Are brands ready for an Agentic AI world ?

1/21/20261 min read

DISINTERMEDIATION IS COMING: ARE BRANDS READY FOR AGENTIC AI ?

Agentic AI has been the talk of the town. How will it impact shopping and what does it mean for brands ?

Agentic AI won’t “replace shopping.”

It will separate shopping into two different jobs:

1. Tasks that disappear into delegation
Repetitive. Low-identity. Time-sensitive. Regret-minimizing.
Think: restocks, utilities, office supplies, routine groceries.

2. Purchases that become more human
Identity signaling. Taste formation. Learning.
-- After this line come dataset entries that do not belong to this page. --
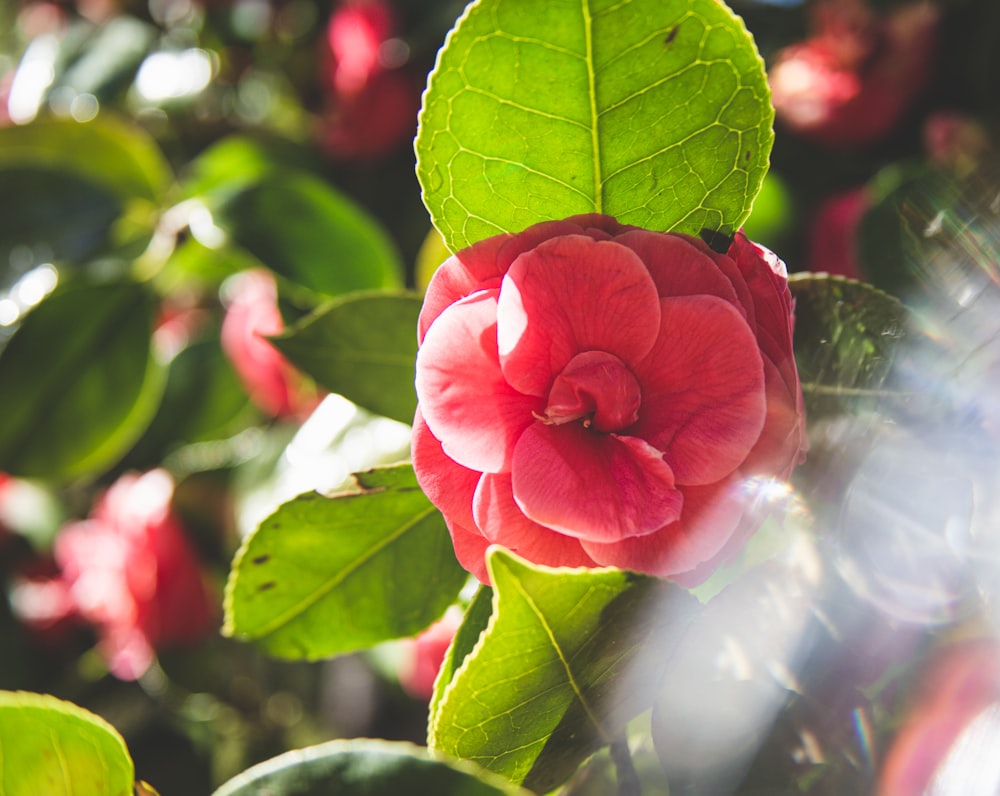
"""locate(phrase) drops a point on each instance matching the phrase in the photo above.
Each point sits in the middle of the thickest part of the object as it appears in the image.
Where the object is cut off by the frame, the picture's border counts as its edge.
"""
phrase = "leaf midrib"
(299, 608)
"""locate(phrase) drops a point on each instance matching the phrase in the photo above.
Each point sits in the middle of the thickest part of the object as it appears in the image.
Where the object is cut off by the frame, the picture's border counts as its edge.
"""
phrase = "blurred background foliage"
(178, 174)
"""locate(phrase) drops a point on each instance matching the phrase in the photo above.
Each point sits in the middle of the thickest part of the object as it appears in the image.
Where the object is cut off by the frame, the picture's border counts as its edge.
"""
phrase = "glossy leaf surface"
(656, 112)
(323, 576)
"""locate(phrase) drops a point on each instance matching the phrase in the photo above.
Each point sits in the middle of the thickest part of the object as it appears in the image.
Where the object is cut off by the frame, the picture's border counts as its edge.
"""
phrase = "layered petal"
(601, 487)
(547, 313)
(712, 514)
(448, 485)
(463, 395)
(502, 522)
(703, 389)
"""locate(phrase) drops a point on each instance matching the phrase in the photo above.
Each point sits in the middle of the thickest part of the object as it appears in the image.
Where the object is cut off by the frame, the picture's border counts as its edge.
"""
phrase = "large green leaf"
(568, 658)
(653, 111)
(55, 216)
(847, 335)
(52, 747)
(323, 576)
(365, 768)
(114, 154)
(363, 347)
(78, 383)
(313, 236)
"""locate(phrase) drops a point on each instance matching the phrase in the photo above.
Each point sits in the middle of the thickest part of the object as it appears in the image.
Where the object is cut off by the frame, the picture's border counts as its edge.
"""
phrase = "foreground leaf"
(568, 658)
(365, 768)
(312, 235)
(847, 334)
(653, 111)
(324, 576)
(114, 154)
(362, 347)
(77, 381)
(48, 746)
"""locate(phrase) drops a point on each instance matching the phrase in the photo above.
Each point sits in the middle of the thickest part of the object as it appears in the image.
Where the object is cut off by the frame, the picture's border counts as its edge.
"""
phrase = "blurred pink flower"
(252, 313)
(132, 574)
(833, 234)
(594, 394)
(953, 727)
(852, 81)
(372, 101)
(424, 654)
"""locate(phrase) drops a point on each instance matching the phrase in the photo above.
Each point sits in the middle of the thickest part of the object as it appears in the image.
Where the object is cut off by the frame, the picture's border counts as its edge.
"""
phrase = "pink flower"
(133, 575)
(251, 315)
(851, 82)
(592, 394)
(372, 102)
(834, 233)
(424, 655)
(950, 732)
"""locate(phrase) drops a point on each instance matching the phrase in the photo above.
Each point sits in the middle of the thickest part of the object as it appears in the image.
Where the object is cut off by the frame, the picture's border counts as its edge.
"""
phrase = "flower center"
(598, 389)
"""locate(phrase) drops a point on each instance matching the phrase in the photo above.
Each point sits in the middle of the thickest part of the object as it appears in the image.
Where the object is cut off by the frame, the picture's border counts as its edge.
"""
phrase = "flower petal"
(703, 389)
(711, 516)
(502, 522)
(448, 485)
(463, 396)
(548, 311)
(588, 485)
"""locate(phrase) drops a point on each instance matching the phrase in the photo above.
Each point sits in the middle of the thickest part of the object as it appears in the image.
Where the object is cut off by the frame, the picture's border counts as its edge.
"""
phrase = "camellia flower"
(269, 379)
(852, 81)
(947, 742)
(593, 394)
(133, 575)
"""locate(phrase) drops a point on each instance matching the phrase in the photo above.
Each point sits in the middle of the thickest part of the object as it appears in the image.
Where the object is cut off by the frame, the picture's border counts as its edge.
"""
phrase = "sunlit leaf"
(653, 111)
(78, 383)
(568, 658)
(54, 747)
(323, 576)
(363, 347)
(847, 334)
(111, 153)
(312, 235)
(365, 768)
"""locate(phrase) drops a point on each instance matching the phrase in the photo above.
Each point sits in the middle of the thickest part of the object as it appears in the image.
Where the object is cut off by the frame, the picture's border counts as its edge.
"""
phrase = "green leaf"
(474, 622)
(114, 154)
(56, 216)
(846, 337)
(653, 111)
(78, 383)
(57, 748)
(568, 658)
(363, 347)
(313, 236)
(324, 576)
(365, 768)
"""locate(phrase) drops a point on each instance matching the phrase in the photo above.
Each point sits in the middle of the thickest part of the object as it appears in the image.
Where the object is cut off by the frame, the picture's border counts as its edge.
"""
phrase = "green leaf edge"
(308, 753)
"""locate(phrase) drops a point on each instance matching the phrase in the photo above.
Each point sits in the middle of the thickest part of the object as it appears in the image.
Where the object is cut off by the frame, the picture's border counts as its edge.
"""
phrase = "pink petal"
(703, 389)
(711, 516)
(590, 485)
(502, 522)
(680, 265)
(448, 485)
(568, 295)
(463, 396)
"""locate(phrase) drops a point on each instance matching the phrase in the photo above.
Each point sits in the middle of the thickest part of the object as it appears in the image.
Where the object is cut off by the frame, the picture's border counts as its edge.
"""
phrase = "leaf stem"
(628, 780)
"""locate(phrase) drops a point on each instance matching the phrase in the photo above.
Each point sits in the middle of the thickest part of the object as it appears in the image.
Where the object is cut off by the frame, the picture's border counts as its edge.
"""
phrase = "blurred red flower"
(252, 313)
(851, 82)
(424, 655)
(131, 572)
(372, 102)
(948, 741)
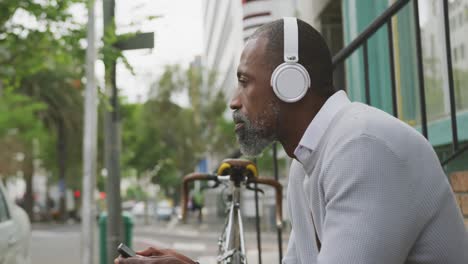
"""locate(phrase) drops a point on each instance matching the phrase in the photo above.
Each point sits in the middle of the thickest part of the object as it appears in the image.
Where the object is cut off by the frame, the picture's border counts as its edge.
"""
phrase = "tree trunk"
(28, 172)
(61, 162)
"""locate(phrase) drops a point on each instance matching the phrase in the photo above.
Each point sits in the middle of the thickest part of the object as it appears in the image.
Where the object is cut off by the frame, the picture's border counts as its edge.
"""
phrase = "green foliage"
(19, 127)
(166, 140)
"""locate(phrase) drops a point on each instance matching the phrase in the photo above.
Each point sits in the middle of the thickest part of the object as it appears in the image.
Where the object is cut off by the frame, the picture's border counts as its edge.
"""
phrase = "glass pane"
(4, 215)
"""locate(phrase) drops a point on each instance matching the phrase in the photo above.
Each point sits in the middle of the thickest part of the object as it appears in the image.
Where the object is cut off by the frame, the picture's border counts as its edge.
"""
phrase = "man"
(363, 187)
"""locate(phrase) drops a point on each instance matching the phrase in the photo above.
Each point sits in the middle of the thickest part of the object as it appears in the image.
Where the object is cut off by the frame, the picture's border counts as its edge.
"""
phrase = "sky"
(178, 39)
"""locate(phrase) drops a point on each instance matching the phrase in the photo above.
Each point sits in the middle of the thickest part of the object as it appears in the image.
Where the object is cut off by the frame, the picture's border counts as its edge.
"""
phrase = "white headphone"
(290, 80)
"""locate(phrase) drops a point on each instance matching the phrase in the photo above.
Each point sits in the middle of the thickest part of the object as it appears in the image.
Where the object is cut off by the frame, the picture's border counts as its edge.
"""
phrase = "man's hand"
(155, 256)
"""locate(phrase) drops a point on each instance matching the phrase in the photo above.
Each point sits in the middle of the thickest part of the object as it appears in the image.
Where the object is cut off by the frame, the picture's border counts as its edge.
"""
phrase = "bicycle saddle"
(238, 166)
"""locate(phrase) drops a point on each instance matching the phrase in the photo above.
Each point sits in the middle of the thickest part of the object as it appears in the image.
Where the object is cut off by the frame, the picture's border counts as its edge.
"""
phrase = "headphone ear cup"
(290, 82)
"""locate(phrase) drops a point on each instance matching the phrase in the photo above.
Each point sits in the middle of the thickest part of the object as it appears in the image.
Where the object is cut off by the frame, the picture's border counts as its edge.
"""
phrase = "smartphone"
(125, 251)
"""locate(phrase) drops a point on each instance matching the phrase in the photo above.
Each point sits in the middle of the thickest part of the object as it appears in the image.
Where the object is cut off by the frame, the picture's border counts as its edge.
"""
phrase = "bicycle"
(234, 173)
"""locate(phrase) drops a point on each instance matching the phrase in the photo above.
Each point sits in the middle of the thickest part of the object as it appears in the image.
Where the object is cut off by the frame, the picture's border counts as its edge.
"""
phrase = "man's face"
(256, 108)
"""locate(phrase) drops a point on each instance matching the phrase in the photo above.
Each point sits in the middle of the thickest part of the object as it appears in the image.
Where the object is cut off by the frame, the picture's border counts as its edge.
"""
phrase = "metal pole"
(279, 229)
(112, 149)
(448, 48)
(422, 96)
(366, 71)
(89, 145)
(392, 67)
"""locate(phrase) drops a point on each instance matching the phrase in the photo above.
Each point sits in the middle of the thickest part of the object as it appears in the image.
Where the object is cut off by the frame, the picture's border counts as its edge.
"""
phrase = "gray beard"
(251, 141)
(251, 136)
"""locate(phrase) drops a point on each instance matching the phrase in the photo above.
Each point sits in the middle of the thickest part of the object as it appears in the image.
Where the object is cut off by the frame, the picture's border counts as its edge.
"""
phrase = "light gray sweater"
(377, 194)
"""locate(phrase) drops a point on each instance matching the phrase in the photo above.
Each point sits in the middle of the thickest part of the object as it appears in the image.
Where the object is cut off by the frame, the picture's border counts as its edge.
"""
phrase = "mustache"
(238, 117)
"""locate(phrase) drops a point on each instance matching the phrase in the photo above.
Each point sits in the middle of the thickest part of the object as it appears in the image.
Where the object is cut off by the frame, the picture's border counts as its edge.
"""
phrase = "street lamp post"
(112, 131)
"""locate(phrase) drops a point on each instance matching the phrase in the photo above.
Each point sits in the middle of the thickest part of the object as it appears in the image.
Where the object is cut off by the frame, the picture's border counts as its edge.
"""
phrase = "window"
(4, 214)
(461, 50)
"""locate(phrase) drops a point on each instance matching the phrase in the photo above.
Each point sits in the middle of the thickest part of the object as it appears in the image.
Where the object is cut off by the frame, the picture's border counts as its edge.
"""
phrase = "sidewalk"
(206, 236)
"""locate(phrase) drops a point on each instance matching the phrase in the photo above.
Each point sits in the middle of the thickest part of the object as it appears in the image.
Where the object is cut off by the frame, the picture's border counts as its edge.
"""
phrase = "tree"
(19, 128)
(42, 59)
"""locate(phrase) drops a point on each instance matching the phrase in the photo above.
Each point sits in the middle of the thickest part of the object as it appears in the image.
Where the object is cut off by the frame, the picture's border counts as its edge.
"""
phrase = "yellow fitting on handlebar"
(253, 169)
(224, 169)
Social meaning.
Think: fashion, beauty, design, food experiences, luxury, travel, art.

That’s the real design problem: the agency boundary.

Not “AI vs. humans,” but when do I want control vs. when do I want to delegate?

And here’s the trap:

If an agent only optimizes based on my past, it can quietly lock me into a taste rut.

So the winning experience needs intentional surprise:

· bounded (“surprise me… within these constraints”)
· reversible risk (easy returns / try-before-you-buy)
· visible learning (“here’s what I inferred—and you can edit it”)

One more shift I don’t think enough brands are pricing in:

As agents mediate more touchpoints, brands risk disintermediation—from feedback, emotion, and early weak signals.

Which is why I believe physical retail will become less transactional and more existential:

· taste formation
· social proof / shared discovery
· embodied trust
· narrative creation (memory beats efficiency)

My simplest framework: the Delegation Gradient

Agentic AI eats the task. Humans keep the meaning.

Where do you think retail gets fully agentic first—and where will humans stay the point?